Franken to Apple, Google: Mobile Customers’ Privacy Not Being Protected (Video)

Senator puts companies on the line at a first-ever congressional hearing on mobile technology and privacy

“People have a right to know who is collecting their data and how it is being collected,” Sen. Al Franken (D-Minn.) said Tuesday at a first-ever congressional hearing on mobile technology and privacy.

Directly referring to recent complaints against both Apple and Google, Franken pressed the companies to ensure the privacy and safety of mobile device users.

The clear message was a warning of new legislation to strengthen laws that aim to protect consumers against misuse of their personal data.

“I have serious doubts that those rights are being protected in law or in practice,” Franken told members of the Senate Judiciary’s Subcommittee on Privacy, Technology and the Law, of which he is chairman. “Mobile will be the predominant way that people will get access to the internet, so this is an urgent matter.” 

The hearing comes on the heels of complaints last month that Apple was using new software in iPhones and iPads to track the movement of users. The company responded with a statement that it was not actually tracking individual users but merely collecting anonymous traffic data so it could improve service.

At the hearing, government regulators, privacy and technology experts and representatives from Apple and Google and the mobile applications developer industry were queried on how location-based applications are storing and sharing consumer data.

Read also: Apple: 'We're Recording iPhone Location Data to Improve Service'

The lawmakers specifically asked how current industry practices might make consumer information vulnerable to misuse. 

Lawmakers asked representatives from the Department of Justice and the Federal Trade Commission to submit reports on gaps in current privacy legislation. Then they asked Apple and Google to describe the efforts they take to prevent third-party mobile application developers from misusing customer data.

Guy L. “Bud” Tribble, Apple’s vice president of software technology restated the company’s position that the computer maker is using the devices to create a crowd-sourced database of wi-fi hotspot and cell-tower data. That would be used, he said, to improve service to consumers who use mobile apps to help them find the nearest gas station or grocery store. 

The continual tracking of wireless hotspots and cell tower data was the result of a bug that Apple has fixed in a software update released last week, Tribble said. He added that the company will fix a bug that prevents consumers from disabling the tracking feature in a future update. 

With respect to monitoring application develpers, Tribble said the company conducts random audits on the 350,000 mobile apps available to its iPhone users, and if Apple finds that an app violates the company’s privacy policy, it is removed from the App store. No apps have been removed as a result of this policy thus far, he said.

In the name of keeping an open platform, Google takes less stringent measures to monitor its developers, Alan Davidson, Google, Inc. director of public policy told the lawmakers. 

Justin Brookman, director of the Project on Consumer Privacy at the Center for Democracy and Technology, told lawmakers that existing electronic consumer privacy laws don’t offer consumers meaningful protection. 

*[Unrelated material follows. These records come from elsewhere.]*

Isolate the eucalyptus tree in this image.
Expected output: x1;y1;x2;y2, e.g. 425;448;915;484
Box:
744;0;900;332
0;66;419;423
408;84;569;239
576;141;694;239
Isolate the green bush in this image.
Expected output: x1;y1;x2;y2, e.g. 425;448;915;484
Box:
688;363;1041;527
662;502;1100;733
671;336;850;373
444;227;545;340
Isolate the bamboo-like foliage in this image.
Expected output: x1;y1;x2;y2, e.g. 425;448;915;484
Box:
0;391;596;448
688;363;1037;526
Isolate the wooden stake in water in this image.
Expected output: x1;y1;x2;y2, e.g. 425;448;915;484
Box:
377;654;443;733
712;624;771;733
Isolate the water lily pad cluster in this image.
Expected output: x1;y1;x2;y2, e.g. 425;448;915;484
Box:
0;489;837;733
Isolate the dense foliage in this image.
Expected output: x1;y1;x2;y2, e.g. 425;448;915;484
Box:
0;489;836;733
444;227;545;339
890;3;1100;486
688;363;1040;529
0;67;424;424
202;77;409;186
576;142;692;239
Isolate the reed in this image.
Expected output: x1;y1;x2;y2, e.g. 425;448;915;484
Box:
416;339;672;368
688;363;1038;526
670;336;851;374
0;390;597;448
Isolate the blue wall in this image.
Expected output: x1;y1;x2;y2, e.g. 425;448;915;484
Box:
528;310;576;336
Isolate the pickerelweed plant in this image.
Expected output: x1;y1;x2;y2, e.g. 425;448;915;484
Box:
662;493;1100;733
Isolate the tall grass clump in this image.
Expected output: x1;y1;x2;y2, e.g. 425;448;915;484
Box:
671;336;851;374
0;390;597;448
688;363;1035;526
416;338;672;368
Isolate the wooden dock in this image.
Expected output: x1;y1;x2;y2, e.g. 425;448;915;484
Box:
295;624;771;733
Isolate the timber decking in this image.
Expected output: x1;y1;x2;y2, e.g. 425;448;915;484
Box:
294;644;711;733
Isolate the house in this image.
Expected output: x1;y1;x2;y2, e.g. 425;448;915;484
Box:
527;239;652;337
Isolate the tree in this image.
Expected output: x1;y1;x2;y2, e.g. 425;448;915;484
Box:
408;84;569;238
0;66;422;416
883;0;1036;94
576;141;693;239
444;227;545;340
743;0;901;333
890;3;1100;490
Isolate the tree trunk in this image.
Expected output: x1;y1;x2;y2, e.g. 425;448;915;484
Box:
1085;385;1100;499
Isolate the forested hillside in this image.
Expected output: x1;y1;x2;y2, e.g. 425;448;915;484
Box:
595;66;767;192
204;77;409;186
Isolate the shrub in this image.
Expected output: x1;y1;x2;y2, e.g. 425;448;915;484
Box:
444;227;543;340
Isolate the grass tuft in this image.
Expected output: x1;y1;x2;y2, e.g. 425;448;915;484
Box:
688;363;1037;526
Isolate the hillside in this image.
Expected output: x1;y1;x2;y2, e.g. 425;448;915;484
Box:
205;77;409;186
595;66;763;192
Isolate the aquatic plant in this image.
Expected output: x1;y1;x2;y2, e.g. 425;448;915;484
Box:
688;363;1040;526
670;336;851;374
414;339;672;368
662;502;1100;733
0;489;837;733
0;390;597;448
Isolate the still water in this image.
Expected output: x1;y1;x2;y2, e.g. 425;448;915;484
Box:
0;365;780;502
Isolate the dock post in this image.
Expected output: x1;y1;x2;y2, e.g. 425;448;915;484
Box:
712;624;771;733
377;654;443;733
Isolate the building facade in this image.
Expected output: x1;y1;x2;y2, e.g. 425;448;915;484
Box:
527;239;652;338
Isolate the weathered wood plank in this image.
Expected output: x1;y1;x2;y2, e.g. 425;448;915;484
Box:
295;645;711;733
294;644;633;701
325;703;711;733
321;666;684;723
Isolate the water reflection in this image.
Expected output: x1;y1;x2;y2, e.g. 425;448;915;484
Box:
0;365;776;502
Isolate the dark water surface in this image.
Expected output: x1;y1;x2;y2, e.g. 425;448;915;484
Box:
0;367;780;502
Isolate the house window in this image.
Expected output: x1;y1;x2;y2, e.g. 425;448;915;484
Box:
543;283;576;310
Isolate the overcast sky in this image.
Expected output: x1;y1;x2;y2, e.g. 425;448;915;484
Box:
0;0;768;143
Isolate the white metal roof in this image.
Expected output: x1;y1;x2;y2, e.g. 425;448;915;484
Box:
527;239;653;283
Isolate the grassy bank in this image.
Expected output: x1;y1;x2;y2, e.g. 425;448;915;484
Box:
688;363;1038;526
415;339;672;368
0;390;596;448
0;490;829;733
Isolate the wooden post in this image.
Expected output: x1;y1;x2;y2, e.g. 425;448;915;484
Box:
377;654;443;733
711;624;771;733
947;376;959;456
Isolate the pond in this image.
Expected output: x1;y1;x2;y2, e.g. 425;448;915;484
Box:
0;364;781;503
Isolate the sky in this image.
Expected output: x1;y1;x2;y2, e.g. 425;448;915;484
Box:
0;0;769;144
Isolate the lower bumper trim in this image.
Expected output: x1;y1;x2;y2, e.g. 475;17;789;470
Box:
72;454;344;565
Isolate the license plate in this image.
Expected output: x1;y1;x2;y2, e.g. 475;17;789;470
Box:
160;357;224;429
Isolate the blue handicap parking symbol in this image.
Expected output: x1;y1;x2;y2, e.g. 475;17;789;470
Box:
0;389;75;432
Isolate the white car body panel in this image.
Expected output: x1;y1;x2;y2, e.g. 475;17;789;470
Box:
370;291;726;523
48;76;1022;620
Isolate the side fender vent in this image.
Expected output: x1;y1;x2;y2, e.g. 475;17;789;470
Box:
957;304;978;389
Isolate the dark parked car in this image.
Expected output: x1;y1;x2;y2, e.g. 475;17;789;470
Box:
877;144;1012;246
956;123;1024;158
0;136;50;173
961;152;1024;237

So far, companies including Google and Twitter have been sanctioned by the Federal Trade Commission for not following their own stated privacy policies. But that is as far as the FTC enforcement can go.

“The bar is still very low,” Brookman said. “It’s not possible to figure out how data is being stored by apps and shared.” 

In related news, Congressman Edward J. Markey (D-Mass.), co-Chairman of the Bi-Partisan Congressional Privacy Caucus, released a statement on Tuesday on Apple’s response to location-tracking complaints.

 “I am pleased that after my letter Apple announced that its next iOS update would address several of the concerns I raised about the company’s practices with respect to the collection, use and disclosure of location information,” Markey said.

Specifically, Apple will encrypt location information stored on customers’ iPhones and iPads and other Apple mobile devices and significantly shorten the amount of time location information is retained by the company.

But Markey said he remained concerned about “the apparent contradiction between Apple’s assertion that it does not track consumers and its explanation that it maintains a database of Wi-Fi hotspots and cell towers around a user’s current location. Such a distinction does not make much difference to consumers whose location could be pinpointed with great accuracy.”

He pledged to continue to “closely monitor the company's efforts to protect this extremely sensitive data, especially with respect to information about minors and children."